The fig tree is a symbol of abundance, fertility, and sweetness.
Ficus carica. Wikimedia commons
Northampton County is truly a verdant, abundant land where so many good things grow. The fig tree thrives here on our shores and symbolizes the amazing riches we have in Bountiful Northampton. In May of 1879, an article appeared in Harper's New Monthly Magazine titled A Peninsular Canaan, that described for readers the abundance of the Eastern Shore:
"Figs and pomegranates flourish in the open air, with peaches, luscious as nowhere else in the world, apples, pears, melons, berries, and, in short, all varieties of fruit growing in temperate and semi-tropical regions. Wheat, oats, corn, and other cereals grow abundantly, vegetables yield a rich crop, and forest trees of valuable timber -- pine, cedar, cypress, and black and white oak -- abound. Not only does the lightest labor secure a speedy and abundant return from this generous soil, but Nature, as though it were her chosen spot, has stocked it with a lavish supply of her special bounties. The waters teem with oysters, fish, terrapin, and crabs, the long stretches of marshy shore with wild fowl, and the inland fields, morasses, and swamps with partridges, gray snipe, and woodcock.

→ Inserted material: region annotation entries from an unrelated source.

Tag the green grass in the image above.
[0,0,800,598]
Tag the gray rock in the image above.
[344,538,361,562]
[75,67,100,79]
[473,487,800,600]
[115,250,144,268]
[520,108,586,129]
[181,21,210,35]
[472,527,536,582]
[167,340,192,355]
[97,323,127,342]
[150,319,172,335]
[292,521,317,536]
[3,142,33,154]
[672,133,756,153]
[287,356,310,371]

With such a land so near us, the busy hum of the world's teeming life beating against its shores like its own Atlantic surges, while it lies quiet and tranquil, with its Italian climate and fruitfulness of Normandy, supplying as it does a large part of the berries, one-third of the oysters, and nearly all the peaches to the New York markets, it is remarkable that so little is really known of it."
Our part of the Delmarva peninsula remains to this day a land of wondrous bounty and a hidden treasure!